640x480 is usually slow. If you try displaying the results, it will be using up precious processing power… Once yu have designed the code may be u can change the GUI display to just notifications in “Terminal” showing no of detections and so on…

By the way how did u compile the code??
Used g++? What was the command you used to compile this code??

Thanks

Hmm… isn’t this a homework question / assignment ??

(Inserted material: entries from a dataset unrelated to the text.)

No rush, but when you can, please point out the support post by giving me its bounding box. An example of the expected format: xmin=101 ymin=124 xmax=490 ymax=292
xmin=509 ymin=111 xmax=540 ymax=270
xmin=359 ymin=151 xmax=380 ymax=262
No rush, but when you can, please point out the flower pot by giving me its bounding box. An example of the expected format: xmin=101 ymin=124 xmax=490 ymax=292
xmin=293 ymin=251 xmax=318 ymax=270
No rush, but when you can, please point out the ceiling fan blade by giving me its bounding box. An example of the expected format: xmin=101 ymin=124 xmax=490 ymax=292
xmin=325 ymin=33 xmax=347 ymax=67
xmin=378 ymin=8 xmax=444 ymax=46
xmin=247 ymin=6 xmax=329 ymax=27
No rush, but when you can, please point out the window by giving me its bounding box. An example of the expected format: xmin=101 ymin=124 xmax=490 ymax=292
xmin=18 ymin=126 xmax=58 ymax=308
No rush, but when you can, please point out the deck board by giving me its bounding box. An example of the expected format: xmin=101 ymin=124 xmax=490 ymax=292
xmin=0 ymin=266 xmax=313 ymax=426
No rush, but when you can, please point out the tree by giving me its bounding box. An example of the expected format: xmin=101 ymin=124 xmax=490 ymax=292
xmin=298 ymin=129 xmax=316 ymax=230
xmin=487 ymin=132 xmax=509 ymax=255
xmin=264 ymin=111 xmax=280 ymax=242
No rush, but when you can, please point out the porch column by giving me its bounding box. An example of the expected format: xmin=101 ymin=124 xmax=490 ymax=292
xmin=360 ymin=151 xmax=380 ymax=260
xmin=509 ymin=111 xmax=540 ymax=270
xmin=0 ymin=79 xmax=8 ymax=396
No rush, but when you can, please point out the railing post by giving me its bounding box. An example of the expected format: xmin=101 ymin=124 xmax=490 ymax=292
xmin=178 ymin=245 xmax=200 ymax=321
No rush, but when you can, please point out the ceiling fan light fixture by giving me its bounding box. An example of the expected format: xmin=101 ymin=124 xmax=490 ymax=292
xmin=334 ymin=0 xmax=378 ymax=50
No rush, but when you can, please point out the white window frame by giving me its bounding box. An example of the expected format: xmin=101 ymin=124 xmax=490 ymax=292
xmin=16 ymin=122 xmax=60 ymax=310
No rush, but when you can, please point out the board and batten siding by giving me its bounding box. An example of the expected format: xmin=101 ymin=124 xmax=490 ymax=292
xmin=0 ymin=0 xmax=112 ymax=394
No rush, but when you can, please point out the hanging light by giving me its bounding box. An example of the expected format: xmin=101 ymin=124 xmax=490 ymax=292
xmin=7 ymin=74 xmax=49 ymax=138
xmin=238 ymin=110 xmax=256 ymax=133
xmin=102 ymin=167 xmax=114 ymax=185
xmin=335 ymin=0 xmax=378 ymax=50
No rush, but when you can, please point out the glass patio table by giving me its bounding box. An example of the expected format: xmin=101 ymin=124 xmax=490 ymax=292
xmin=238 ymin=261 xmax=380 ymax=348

Cortex-A8 in BB, gives one 1200DMIPS, and in xM gives one 2000DMIPS. That’s a tremendous amount of computational power. Folks have managed to Face-detection on ~60DMIPS ARM7TDMIs, at much better rate albeit for smaller framesize, but extrapolate it, and one should still be able to an awful lot in 1200DMIPS. On ARM7TDMI, weren’t using OpenCV :-), however given how well OpenCV is optimized (supposedly), VGA face-detection being “usually slow” indicates some inherent issues, either in the use of the API, or the library itself.

Jayanth Acharya wrote:

Hmm... isn't this a homework question / assignment ??

it's 2011, crowdsourcing is the way to go...

Cortex-A8 in BB, gives one 1200DMIPS, and in xM gives one 2000DMIPS. That's a tremendous amount of computational power.
Folks have managed to Face-detection on ~60DMIPS ARM7TDMIs, at much better rate albeit for smaller framesize, but
extrapolate it, and one should still be able to an awful lot in 1200DMIPS. On ARM7TDMI, weren't using OpenCV :-),
however given how well OpenCV is optimized (supposedly), VGA face-detection being "usually slow" indicates some inherent

how much is OpenCV "supposedly" optimized on ARM?